Reform can still be risky even when the change desired is not outright heresy. Patriarch Nikon's goal of bringing Russian and Byzantine liturgical practice into sync was admirable, but the authoritarian way in which he tried to do so caused a tragic and entirely avoidable schism. If the Revised Julian Calendar had been proposed at a more inclusive council by a less controversial patriarch, it might be in use by all Orthodox today. For a western example, the repeated about-faces in the direction of the English Reformation depending on the convictions of the current monarch engendered hardened dissent and numerous schisms that are responsible for much of the present-day diversity of Protestantism.

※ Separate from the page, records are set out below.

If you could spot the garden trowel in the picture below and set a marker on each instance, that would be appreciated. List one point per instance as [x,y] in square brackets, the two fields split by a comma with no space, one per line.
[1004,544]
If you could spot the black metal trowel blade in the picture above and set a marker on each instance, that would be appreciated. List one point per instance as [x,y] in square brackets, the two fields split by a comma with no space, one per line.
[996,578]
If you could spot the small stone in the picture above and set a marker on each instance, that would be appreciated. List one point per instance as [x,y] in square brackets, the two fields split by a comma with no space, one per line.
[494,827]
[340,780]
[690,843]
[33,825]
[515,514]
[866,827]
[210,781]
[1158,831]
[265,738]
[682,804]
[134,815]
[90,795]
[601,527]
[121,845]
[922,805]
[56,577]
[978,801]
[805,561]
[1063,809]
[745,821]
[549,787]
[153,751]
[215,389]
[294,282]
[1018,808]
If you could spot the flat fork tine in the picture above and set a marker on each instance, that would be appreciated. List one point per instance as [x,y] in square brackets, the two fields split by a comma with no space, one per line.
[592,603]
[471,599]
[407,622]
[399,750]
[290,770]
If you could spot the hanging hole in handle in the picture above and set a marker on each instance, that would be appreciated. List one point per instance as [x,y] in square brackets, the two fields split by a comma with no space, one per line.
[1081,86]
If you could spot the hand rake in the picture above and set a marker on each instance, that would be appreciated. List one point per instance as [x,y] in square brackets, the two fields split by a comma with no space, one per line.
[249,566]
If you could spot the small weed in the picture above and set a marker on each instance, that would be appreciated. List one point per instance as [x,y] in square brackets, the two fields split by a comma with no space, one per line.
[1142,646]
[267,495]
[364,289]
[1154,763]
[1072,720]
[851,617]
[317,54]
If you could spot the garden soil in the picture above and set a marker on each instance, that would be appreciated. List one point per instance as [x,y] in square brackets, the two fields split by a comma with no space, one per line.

By nature, reform tends to be centrally imposed by a visionary individual or small group. It is self-consciously inorganic change. Sometimes this is necessary to end abuses, but when Christian reformers seek to alter the structure or faith of the Church according to their convictions (or nefarious schemes), the universality of the faith is endangered. No individual, whether Pope, saint, or brilliant theologian, can possess the fullness of the Christian faith; it is the property of the whole Church. If a reform is the expression not of the broad consensus of the Church but merely of the mind of a reformer seeking to reshape it according to their will, it will fail, or worse, lead to a schism. This pattern is borne out time and again in the history of Christianity, both eastern and western.